First, Moran and his coauthors used a private national industry database to calculate the acreage in the Lower 48 states that is currently taken up by oil and gas infrastructure. The team found that there were around 2 million acres across the U.S. occupied by abandoned wells, an area bigger than the state of Delaware.
“I think we’re the first to quantify [the number of abandoned wells] for the whole U.S.,” Moran said.
Next, the study authors used a combination of techniques, including high-quality satellite imagery, to analyze a random sample of wells and determine what type of land it once was or could be restored to by comparing the landscapes around them. They then calculated what these restored landscapes could be worth in terms of what’s known as ecosystem service benefits.
“Landscapes, when they’re in their natural state, have value that’s real economic value to all people,” Moran said. “There’s a lot of land in the U.S. and across the world that’s basically not being used for anything.”

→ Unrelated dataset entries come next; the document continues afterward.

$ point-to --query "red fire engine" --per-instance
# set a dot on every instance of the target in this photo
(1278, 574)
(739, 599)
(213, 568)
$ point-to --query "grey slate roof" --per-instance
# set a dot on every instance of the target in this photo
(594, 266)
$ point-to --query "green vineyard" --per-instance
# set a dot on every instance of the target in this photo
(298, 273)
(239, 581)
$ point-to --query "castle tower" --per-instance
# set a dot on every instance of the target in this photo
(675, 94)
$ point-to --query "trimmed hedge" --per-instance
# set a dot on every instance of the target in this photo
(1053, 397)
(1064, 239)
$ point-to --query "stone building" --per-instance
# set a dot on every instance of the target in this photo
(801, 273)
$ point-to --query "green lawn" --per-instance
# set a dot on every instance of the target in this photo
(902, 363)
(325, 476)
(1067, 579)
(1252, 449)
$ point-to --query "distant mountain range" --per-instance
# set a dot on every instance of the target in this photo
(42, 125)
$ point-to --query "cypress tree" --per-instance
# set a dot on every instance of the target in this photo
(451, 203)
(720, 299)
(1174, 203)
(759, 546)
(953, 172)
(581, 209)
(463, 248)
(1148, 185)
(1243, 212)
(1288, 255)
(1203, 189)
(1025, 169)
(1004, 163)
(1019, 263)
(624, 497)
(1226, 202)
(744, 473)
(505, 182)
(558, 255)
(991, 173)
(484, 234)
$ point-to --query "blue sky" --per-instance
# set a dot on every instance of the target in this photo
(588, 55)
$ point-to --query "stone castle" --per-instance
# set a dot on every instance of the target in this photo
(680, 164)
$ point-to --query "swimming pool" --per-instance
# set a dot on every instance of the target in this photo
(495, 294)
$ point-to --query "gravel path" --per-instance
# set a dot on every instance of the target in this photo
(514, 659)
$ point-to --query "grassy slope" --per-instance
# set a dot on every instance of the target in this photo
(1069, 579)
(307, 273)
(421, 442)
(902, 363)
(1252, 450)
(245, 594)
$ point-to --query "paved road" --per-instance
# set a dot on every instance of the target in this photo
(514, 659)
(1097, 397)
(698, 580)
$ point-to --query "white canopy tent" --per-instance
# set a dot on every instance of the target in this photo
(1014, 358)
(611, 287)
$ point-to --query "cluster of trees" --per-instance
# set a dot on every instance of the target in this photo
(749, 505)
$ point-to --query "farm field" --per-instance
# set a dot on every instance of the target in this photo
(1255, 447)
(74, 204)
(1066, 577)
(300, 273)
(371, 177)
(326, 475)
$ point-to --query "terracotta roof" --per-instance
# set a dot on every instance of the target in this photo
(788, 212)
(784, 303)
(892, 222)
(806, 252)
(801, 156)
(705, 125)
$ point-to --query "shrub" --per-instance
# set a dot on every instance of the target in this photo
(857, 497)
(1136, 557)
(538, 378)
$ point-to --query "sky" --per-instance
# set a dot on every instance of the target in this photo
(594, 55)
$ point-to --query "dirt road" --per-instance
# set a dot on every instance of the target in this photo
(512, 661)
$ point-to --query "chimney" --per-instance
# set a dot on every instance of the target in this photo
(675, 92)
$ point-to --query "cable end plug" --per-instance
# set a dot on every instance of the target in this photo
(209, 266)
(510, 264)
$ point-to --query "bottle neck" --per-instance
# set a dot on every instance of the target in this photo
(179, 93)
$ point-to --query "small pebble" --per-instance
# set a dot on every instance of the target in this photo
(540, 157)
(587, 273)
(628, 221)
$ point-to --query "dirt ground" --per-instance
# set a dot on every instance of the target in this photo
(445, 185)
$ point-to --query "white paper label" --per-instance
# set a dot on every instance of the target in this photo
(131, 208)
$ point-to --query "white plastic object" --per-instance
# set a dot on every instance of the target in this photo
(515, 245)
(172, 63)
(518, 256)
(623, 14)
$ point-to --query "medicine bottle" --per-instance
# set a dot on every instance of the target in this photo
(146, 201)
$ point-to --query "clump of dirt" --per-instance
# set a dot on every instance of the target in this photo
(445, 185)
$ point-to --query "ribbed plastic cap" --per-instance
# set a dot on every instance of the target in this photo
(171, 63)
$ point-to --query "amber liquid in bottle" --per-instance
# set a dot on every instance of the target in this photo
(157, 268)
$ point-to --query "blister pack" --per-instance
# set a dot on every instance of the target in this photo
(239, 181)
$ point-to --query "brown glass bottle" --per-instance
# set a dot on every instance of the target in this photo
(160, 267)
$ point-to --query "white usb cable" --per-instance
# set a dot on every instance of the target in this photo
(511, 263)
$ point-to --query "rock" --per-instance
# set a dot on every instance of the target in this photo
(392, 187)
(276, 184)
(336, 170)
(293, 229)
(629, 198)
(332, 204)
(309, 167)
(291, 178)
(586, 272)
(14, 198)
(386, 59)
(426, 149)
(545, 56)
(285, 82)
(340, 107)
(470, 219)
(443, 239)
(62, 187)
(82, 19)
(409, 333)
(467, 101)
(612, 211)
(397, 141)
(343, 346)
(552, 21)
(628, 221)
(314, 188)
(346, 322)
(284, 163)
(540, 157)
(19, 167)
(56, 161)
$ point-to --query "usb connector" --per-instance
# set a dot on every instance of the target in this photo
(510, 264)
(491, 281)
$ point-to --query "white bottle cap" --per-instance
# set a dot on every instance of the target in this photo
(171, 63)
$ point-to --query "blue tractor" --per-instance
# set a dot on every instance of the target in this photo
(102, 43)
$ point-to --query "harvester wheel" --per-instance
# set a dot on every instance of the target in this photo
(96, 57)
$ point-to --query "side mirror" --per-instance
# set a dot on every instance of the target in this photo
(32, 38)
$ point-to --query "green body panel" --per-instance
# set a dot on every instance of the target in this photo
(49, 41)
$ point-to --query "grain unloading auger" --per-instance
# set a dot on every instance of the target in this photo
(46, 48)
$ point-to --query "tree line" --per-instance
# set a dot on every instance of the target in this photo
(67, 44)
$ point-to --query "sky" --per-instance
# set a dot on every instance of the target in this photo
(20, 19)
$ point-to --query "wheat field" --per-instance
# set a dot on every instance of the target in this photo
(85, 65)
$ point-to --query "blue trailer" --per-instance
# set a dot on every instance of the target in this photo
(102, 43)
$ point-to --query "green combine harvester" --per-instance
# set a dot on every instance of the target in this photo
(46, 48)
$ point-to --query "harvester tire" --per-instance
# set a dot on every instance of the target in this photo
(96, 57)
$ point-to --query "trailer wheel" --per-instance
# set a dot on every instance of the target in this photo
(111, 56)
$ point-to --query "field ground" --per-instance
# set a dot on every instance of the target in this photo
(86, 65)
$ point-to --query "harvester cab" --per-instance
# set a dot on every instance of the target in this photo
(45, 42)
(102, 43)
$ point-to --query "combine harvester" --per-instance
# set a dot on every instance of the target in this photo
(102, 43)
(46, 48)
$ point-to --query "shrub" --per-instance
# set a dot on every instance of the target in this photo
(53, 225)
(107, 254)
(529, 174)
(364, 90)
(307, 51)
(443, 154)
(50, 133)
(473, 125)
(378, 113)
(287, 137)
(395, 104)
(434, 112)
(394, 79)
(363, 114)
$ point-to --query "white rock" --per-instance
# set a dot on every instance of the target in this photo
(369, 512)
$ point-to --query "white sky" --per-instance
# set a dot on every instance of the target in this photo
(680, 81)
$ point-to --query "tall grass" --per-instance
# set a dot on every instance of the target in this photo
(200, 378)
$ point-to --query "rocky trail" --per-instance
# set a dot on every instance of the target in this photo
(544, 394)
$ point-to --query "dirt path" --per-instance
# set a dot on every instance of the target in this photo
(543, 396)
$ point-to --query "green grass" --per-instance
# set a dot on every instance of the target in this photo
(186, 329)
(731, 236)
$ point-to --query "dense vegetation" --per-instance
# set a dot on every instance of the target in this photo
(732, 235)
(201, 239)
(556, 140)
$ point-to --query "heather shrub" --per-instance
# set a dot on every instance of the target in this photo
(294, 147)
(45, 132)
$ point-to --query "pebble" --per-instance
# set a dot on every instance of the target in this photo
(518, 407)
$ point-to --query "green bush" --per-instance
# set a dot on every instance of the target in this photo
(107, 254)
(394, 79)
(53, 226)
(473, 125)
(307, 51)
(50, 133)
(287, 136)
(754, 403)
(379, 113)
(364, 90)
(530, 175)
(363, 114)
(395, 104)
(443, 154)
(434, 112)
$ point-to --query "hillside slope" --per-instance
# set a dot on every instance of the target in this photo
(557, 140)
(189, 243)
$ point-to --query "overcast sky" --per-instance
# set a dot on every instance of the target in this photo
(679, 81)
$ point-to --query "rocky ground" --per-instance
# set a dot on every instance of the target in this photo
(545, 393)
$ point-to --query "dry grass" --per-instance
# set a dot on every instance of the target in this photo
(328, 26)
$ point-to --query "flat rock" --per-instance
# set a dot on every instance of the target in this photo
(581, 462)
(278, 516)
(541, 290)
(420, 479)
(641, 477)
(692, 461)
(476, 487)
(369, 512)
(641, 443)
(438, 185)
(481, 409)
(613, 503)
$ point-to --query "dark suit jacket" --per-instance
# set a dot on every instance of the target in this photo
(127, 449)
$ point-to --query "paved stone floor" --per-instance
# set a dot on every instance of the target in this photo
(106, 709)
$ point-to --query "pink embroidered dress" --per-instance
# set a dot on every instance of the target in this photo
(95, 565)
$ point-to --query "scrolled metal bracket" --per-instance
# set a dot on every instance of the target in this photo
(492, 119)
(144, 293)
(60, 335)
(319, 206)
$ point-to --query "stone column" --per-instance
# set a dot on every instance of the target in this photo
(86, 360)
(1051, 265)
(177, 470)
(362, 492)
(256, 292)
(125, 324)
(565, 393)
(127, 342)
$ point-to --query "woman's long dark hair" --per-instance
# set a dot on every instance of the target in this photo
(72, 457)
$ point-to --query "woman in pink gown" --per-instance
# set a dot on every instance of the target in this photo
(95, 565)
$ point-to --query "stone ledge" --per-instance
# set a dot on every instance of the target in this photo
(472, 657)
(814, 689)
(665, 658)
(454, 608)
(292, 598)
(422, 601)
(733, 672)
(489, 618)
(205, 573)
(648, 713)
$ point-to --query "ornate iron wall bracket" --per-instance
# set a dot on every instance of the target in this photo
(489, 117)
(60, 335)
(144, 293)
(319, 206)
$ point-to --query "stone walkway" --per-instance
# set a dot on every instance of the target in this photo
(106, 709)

For this study, Moran and his coauthors focused on two specific ecosystem service benefits: agricultural products, like food from farms, and carbon sequestration, or how much carbon the natural ecosystem could absorb once restored. The study uses two metrics to put a price on the benefits of turning land over for these purposes. One is market prices for agricultural products while the other is the social cost of carbon, a measure that calculates the myriad benefits of reducing carbon pollution. When added up, the study found that cleaning up the 2 million acres of wells across the U.S. would provide $21 billion in benefits.
“If you have an abandoned piece of property, and you restore it back to its original condition, it’s worth something, and it’s worth more than it costs to do that,” Moran said. “If we invest in land restoration, we get a lot out of it.”
Even that calculation, though, could be conservative. Moran’s study only used wells known to the oil and gas industry. It doesn’t not account for abandoned wells, many of them older, that the industry has no record of. Nor does it project a future where active wells become idle as the world moves away from fossil fuels.
While Moran’s study may be the first to put a cash price on the benefits of restoring land, the idea of cleaning up oil wells to provide another economic benefit has been gaining steam for years. Proponents of the Green New Deal have popularized the idea of putting oil and gas workers to the task of plugging wells the industry has abandoned as a way of providing just transition job. The Biden administration has started touting this idea as a centerpiece of its Green New Deal-light plans.
“We are going to create more than a quarter-million jobs to do things like plug in millions of abandoned oil and gas wells that pose an ongoing threat to the health and safety of our communities,” Biden said during a speech in January.
Ultimately, Moran said, he hopes his study makes people think in different ways about all the different strategies available to combat climate change.
“Part of saving the planet is not destroying what’s already intact, but part of it is also restoring what’s damaged,” Moran said. “We can do that, and I think that will help both the people that live in that area, and have broader effects on the globe.”